Chapter 1 – ‘STATS 101’ Revision – Exercise solutions and Code Boxes

Exercise 1.1: Experimental design issues

The issue is in the compare step – the mite treatment differed from the no mite treatment not just in presence or absence of mites, but also in presence or absence of crumpled up old leaves at the base of the plant. Crumpled up leaves could be beneficial to plants, e.g. by providing extra nutrients, or as a mulch that keeps moisture in the soil for longer.
The issue is in the replicate step – Beryl did not replicate the application of the treatment of interest. The oven temperature treatment was only applied once to each of 10 loaves. This means that she is unable to make generalisations about the effect of oven temperature because other aspects of the way treatment were applied in this one instance could also affect results, e.g. maybe the ovens were different (in size, shaoe, maybe one has a faulty door that leaks air out), maybe loaves were taken out slightly earlier for one batch than the another, maybe one oven was pre-heated better than the other. By replicating the baking process, with randomly chosen choices of treatment, these uncontrolled sources of variation can be considered as random and inferences can account for these.
The issue is in the randomise step – while teachers were instructed to ensure there wasn’t an undue proportion of well fed or undernourished children in either group, the point is that they were given responsibility for assigning students to treatments rather than this being done randomly. The weight difference at the start of the study suggests that some teachers did actually assign smaller and potentially undernourished children to the group receiving milk, presumably on compassionate grounds. This may or may not have been done consciously. Because the treatment groups were not homogeneous at the start of the study, it is not possible to conclude that changes during the study were due to milk – the groups were different to start off with so differences at the end of the study could be related to this. For example, it is possible that students receiving milk were smaller initially because they were later having a growth spurt, and so they grew more during the study for developmental reasons unrelated to milk.
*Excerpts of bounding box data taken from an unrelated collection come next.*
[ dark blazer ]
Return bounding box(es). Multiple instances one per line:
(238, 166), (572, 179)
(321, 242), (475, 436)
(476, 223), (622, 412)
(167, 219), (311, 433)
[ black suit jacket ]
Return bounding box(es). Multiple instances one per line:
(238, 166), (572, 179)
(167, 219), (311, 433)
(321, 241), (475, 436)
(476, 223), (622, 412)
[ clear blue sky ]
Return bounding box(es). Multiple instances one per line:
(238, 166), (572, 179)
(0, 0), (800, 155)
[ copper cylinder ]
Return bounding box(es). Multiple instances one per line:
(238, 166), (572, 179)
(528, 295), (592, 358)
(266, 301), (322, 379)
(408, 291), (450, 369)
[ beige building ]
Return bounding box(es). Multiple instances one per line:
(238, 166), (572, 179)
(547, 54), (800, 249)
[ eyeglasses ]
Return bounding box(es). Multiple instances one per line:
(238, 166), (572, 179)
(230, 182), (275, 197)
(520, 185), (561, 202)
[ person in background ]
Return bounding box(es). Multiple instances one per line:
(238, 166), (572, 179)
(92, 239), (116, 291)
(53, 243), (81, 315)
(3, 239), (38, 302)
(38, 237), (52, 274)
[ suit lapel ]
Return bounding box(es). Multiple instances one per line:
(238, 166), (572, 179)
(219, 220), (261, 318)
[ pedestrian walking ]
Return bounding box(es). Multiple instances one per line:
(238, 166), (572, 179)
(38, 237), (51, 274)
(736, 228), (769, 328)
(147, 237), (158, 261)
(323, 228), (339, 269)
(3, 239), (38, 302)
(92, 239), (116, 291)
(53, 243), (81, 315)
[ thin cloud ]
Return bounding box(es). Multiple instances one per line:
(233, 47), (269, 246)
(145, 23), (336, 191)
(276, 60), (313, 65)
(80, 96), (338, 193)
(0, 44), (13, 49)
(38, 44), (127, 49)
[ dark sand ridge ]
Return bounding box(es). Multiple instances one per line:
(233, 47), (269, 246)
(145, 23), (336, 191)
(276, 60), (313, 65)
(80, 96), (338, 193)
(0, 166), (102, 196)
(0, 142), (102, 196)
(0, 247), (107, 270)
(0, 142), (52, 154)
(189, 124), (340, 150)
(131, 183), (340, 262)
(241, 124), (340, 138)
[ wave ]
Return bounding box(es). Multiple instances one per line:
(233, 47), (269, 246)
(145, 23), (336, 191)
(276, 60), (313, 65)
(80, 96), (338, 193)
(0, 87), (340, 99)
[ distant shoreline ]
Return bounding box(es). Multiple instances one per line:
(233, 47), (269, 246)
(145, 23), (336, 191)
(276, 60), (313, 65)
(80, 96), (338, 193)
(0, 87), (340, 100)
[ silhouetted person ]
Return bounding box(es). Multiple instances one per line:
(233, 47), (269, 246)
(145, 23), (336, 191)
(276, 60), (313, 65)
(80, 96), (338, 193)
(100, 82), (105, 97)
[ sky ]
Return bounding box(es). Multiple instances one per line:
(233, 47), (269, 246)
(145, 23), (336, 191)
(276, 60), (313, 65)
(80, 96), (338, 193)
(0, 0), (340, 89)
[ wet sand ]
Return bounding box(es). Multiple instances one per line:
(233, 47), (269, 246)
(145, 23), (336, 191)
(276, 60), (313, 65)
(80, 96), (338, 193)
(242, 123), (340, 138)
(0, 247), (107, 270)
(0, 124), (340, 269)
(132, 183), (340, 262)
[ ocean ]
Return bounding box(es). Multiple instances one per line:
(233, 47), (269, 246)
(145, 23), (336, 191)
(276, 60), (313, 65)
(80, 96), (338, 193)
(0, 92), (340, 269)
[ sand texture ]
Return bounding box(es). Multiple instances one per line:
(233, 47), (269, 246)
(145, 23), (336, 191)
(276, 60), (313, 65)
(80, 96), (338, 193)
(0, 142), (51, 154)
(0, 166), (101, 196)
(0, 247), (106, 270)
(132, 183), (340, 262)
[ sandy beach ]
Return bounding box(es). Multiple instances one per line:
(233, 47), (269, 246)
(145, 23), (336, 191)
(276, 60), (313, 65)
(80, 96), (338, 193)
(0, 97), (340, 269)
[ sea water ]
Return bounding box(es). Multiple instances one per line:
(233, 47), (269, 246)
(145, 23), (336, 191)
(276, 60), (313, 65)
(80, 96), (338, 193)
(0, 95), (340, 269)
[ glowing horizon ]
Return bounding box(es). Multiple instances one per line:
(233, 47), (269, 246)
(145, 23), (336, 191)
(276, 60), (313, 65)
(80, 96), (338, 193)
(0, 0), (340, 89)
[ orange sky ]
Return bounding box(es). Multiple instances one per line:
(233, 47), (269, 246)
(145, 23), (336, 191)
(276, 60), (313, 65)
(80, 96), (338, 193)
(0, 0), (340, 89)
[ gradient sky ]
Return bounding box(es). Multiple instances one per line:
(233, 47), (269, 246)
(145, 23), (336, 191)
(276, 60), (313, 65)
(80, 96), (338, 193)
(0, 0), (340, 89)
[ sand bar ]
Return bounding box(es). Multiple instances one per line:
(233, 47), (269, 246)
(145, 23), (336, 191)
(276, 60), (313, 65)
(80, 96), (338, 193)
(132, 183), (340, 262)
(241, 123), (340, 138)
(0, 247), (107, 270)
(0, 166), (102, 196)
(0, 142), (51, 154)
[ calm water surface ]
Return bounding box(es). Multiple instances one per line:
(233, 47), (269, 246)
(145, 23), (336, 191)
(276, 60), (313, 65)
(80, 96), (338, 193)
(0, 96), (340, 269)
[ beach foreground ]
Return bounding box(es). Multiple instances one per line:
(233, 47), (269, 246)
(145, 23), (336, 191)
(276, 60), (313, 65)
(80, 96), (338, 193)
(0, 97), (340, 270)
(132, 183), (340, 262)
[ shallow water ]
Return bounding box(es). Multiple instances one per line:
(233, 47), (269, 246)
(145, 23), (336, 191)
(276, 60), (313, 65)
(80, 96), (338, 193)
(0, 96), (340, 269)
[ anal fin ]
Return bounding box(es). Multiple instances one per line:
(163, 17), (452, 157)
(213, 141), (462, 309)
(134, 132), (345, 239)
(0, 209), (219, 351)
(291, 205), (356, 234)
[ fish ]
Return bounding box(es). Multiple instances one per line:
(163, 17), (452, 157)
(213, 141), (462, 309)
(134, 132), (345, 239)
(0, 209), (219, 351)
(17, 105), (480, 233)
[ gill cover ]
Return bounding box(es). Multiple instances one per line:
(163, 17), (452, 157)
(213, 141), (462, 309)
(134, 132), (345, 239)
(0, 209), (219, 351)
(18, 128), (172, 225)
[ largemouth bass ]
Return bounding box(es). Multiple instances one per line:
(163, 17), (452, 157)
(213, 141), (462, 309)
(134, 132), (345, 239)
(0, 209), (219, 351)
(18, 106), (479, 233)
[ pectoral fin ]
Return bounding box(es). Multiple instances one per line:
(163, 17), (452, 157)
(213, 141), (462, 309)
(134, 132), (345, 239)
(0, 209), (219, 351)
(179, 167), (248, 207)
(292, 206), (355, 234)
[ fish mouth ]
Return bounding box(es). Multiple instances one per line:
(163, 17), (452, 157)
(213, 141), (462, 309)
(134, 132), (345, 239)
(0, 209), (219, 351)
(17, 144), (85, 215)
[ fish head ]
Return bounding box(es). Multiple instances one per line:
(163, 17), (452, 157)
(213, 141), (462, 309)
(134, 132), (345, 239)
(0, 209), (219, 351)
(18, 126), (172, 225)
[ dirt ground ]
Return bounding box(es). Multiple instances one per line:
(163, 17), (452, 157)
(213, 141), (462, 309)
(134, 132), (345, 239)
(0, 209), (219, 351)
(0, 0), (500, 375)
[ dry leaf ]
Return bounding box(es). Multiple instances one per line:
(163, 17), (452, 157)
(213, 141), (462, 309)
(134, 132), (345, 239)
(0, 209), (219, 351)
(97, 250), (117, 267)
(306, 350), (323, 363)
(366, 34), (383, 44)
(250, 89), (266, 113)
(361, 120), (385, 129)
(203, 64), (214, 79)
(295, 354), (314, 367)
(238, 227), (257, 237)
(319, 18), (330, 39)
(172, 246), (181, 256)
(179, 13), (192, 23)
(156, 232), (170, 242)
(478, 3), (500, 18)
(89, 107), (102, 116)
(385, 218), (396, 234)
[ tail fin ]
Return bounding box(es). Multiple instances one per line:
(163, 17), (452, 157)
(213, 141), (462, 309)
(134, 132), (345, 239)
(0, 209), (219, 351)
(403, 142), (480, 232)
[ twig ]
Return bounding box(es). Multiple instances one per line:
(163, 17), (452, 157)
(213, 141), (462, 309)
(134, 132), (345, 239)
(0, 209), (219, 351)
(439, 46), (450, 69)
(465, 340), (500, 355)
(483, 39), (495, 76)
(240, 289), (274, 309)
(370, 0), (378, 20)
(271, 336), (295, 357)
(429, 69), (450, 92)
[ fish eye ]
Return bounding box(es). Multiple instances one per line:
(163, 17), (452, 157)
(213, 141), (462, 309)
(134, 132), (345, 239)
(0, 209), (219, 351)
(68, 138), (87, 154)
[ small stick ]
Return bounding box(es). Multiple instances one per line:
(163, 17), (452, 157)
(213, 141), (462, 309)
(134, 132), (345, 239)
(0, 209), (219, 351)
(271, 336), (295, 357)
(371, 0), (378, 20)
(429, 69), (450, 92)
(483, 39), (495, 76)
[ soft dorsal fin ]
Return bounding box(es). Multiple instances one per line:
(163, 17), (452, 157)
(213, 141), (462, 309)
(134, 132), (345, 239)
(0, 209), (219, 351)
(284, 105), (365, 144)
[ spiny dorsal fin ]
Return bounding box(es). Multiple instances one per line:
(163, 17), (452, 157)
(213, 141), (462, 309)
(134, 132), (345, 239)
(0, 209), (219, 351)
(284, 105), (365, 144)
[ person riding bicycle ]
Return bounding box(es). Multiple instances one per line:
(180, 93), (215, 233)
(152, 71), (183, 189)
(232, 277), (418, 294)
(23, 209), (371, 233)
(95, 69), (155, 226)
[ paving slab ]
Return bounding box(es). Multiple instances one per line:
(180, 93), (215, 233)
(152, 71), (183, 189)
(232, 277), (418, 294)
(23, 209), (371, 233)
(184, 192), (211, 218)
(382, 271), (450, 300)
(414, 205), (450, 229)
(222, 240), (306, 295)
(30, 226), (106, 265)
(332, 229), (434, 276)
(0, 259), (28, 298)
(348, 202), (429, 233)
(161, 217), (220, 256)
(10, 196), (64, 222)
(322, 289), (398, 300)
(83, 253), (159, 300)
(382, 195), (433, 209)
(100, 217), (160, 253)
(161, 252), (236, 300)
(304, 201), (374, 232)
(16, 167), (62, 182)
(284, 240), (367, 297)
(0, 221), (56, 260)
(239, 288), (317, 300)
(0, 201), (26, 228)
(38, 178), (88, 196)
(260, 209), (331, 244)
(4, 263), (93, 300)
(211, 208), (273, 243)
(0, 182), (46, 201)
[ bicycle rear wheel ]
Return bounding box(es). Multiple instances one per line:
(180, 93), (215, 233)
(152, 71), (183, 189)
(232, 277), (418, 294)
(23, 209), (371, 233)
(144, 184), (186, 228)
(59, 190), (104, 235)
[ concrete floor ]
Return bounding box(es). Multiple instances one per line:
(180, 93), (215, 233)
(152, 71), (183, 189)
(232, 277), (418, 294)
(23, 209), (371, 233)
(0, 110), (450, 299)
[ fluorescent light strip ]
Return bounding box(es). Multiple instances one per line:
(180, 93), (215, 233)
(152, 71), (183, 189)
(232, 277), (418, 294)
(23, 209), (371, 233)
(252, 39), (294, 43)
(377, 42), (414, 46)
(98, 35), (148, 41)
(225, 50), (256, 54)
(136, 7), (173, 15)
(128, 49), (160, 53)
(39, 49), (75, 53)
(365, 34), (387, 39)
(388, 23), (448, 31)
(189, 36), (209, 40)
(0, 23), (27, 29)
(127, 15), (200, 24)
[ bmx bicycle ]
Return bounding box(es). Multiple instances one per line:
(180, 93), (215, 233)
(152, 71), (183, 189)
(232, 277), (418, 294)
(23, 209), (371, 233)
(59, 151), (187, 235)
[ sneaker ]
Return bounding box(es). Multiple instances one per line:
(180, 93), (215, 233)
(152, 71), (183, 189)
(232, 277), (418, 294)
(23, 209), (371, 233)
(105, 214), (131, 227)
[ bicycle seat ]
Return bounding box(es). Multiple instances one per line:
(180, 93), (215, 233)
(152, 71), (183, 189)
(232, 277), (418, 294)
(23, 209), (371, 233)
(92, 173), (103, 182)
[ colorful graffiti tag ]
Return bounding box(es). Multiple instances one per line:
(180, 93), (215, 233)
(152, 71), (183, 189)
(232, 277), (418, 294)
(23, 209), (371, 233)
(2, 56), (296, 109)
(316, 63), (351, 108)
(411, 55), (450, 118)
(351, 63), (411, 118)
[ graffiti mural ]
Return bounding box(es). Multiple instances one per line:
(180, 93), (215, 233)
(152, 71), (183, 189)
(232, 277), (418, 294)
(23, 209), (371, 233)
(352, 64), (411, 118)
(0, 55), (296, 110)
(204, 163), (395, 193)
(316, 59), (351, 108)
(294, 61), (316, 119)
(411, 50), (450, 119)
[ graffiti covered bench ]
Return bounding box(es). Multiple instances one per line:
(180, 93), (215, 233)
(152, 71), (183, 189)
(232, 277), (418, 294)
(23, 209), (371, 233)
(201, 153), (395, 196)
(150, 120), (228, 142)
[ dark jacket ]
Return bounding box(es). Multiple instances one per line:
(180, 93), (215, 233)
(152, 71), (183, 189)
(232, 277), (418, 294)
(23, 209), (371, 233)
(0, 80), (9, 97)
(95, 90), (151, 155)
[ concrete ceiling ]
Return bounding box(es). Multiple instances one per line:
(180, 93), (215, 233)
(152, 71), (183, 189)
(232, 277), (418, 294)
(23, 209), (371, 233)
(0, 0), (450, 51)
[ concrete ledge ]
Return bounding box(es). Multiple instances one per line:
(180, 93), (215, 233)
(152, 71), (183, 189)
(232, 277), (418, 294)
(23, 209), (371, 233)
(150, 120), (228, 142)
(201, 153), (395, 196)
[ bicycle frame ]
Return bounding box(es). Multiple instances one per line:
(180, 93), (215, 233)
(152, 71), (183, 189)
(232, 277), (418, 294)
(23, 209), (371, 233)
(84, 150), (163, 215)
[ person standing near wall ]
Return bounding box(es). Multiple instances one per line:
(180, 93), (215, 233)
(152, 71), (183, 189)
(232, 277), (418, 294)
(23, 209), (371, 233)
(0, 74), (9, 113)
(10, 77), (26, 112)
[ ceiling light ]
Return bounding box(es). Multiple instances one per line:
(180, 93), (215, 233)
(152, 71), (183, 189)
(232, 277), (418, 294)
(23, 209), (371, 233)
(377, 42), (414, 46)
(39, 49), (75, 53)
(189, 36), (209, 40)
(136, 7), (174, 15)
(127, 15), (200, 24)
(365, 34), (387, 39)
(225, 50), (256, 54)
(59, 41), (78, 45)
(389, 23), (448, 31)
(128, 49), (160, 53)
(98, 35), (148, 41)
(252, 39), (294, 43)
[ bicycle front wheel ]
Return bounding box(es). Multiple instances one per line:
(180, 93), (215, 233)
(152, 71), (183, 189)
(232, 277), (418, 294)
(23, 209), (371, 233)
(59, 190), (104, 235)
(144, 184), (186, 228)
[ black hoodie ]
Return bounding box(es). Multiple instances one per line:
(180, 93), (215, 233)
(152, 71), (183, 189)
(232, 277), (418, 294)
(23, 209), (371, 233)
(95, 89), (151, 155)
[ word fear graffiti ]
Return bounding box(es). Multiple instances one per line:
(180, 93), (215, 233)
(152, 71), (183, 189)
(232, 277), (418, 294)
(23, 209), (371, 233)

Exercise 1.2: Which plot for which research question?

Plot (c), the boxplot of after-before differences, is best for looking at whether counts are larger after the gunshot than before. (If they are larger after, counts should be above zero.)
Plot (a), a scatterplot of after vs before counts, is best for studying of counts after the gunshot are relatd to counts before the gunshot sound.
Plot (b), a Tukey mean-difference plot of after-before differences against average counts, is best for looking at whether or not these counts measure the same thing. If After and Before counts are measuring the same underlying quantity, the differences should all be centered around zero, relatively close to it, and ideally they should not be a function of mean count.

Exercise 1.3: Raven count data – what data properties?

# ravens is a discrete, quantitative variable.

Sampling time is a categorical variable. Strictly speaking it is nominal but there are only two levels of sampling so ordering is irrelevant.

Exercise 1.4: Gender ratios in bats

There is one variable, bat gender. This is a categorical variable.

The research question is She would like to know if there is evidence of gender bias. If she is looking for evidence of gender bias then Kerryn is making inference about the true proportion of females in the colony, and she wants to know if it is different from a 50:50 ratio. So she wants to do a hypothesis test (of whether there is evidence that the true proportion of females is not 50%).

The specific procedure to use here is a one-sample test of proportions, e.g. using the ‘prop.test’ function on ‘R’:

prop.test(65,65+44)
#> 
#>  1-sample proportions test with continuity correction
#> 
#> data:  65 out of 65 + 44, null probability 0.5
#> X-squared = 3.6697, df = 1, p-value = 0.05541
#> alternative hypothesis: true p is not equal to 0.5
#> 95 percent confidence interval:
#>  0.4978787 0.6879023
#> sample estimates:
#>         p 
#> 0.5963303

So there is marginal evidence that the true proportion of females in the colony is larger than 50:50 (since P is close to 0.05).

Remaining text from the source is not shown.